Zimbabwe plans to launch gold-backed digital currency to counter hyperinflation
This is the latest move by the bank to battle runaway inflation, a depreciating currency, and a dollarized economy, and it is coming amidst controversy in the country’s gold sector.
The Reserve Bank of Zimbabwe (RBZ) is set to introduce a Central Bank Digital Currency (CBDC) — backed by the country’s gold reserves — to present Zimbabweans with a means to store value in the face of a depreciating local currency.
- The introduction of the gold-backed CBDC is part of the RBZ’s move to stabilize its hyper-inflated local currency — the Zimbabwean Dollar (ZWL) — and provide an alternative store of value to Zimbabweans to hedge against the heavily dollarized economy, the Sunday Mail reported.
- The RBZ Governor, John Mangudya, said the digital tokens would be used so that people with low amounts of the local currency could also purchase units of gold.
- The digital gold tokens are expected to complement the Mosi-oa-Tunya gold coins, which the central bank released in July 2022 as it sought to rein in sky-high inflation rates.
- The Zimbabwean economy has now seen its annual inflation rate drop from 96.1% in July 2022 to 75.2% in April.
RBZ Governor John Mangudya, said:
“What we have noticed is that demand for foreign currency, apart from being driven by the need to import goods and services in Zimbabwe, is also viewed as a store of value … We are addressing the demand for a store of value by increasing the number of gold coins in the market so that we manage that demand.
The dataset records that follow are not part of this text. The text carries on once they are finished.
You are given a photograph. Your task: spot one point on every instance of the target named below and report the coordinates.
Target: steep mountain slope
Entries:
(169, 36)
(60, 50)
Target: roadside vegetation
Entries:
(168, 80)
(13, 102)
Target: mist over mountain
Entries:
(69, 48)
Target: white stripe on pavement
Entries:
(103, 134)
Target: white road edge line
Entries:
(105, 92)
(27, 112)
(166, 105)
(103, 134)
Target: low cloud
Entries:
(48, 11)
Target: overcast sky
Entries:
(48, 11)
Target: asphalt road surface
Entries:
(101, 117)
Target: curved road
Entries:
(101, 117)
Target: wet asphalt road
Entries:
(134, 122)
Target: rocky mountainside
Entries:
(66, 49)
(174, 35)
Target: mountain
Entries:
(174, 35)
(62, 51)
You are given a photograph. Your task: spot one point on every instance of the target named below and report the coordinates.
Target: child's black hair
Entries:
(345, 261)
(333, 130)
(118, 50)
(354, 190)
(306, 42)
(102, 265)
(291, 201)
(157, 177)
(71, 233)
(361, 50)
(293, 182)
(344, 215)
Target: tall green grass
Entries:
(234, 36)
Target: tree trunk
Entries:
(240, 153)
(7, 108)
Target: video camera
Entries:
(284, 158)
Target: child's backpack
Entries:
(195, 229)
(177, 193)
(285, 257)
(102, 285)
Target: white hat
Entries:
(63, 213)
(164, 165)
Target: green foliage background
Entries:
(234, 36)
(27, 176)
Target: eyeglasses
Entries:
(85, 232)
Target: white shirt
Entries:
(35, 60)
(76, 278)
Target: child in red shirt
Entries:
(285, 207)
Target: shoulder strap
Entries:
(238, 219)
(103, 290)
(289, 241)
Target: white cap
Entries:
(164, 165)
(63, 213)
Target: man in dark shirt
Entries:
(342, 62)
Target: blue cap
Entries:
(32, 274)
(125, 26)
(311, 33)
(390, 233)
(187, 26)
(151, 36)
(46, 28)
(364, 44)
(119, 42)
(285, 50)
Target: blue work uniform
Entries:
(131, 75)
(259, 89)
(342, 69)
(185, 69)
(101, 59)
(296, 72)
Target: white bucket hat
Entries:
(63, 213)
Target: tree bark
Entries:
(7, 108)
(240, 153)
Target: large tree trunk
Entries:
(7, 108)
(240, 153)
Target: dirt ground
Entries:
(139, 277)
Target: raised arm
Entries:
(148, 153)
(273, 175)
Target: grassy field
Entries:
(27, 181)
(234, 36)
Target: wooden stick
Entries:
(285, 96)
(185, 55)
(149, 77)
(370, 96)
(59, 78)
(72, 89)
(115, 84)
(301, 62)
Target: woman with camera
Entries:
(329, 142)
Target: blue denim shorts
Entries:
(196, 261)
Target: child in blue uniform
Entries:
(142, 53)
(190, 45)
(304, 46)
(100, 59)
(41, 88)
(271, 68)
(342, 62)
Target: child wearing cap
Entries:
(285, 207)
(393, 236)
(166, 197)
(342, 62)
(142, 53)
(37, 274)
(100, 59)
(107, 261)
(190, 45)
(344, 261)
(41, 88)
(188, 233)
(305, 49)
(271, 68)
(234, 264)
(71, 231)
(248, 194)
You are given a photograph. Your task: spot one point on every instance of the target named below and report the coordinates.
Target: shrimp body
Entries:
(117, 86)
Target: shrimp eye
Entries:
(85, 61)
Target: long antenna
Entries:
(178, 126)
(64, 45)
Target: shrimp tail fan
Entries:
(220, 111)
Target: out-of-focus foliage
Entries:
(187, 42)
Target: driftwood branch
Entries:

“We shall soon be introducing digital tokens to ensure that those with low amounts of the local currency are able to purchase the gold units so that we leave no one and no place behind.”
- It is unclear where the gold-backed digital currency project fits in RBZ’s overall CBDC strategy.
- Earlier this year, the bank said its purported CBDC roadmap was progressing steadily.
- Reports citing Mangudya had earlier valued the country’s gold reserves at 350 kilograms (currently valued at $22,967,153), with a further 14% increase in gold production targeted this year.
- A member of the bank’s Monetary Policy Committee, Persistence Gwanyanya, told Bloomberg that the country would need up to $100 million worth of gold in its reserves to peg the new CBDC to gold. He added that he expects the RBZ to bring a “respectable quantity” of gold to the table.
- It is worth noting that the Zimbabwean gold industry has recently been plagued with controversies revolving around smuggling and money laundering, with reports implicating several top government officials.
- International sanctions bordering on human rights issues slammed on the country have made it hard to legitimately exchange the abundant gold resource for the United States dollar (USD). Instead, the gold is smuggled out and sold to foreigners willing to launder several million dollars, the report alleged.
- The RBZ’s deputy governor, Innocent Matshe, cited by Bloomberg, said the bank was yet to finalize a date to roll out the gold-backed CBDC.
- Matshe said:
“It is a concept which is pretty straightforward; we tokenize the gold, we have the gold. Every time we issue a coin, it is backed by real gold. We are still finalizing the details, but most countries are asking us how we came up with that plan.”
- Mariblock recenty reported about how the Zimbabwean economy is heavily dollarized. Data suggests that 76% of expenditure in the country is settled in USD.
- This results from the local currency losing its character as a store of value to hyperinflation, birthing a widespread demand for foreign currencies, particularly the U.S. dollar.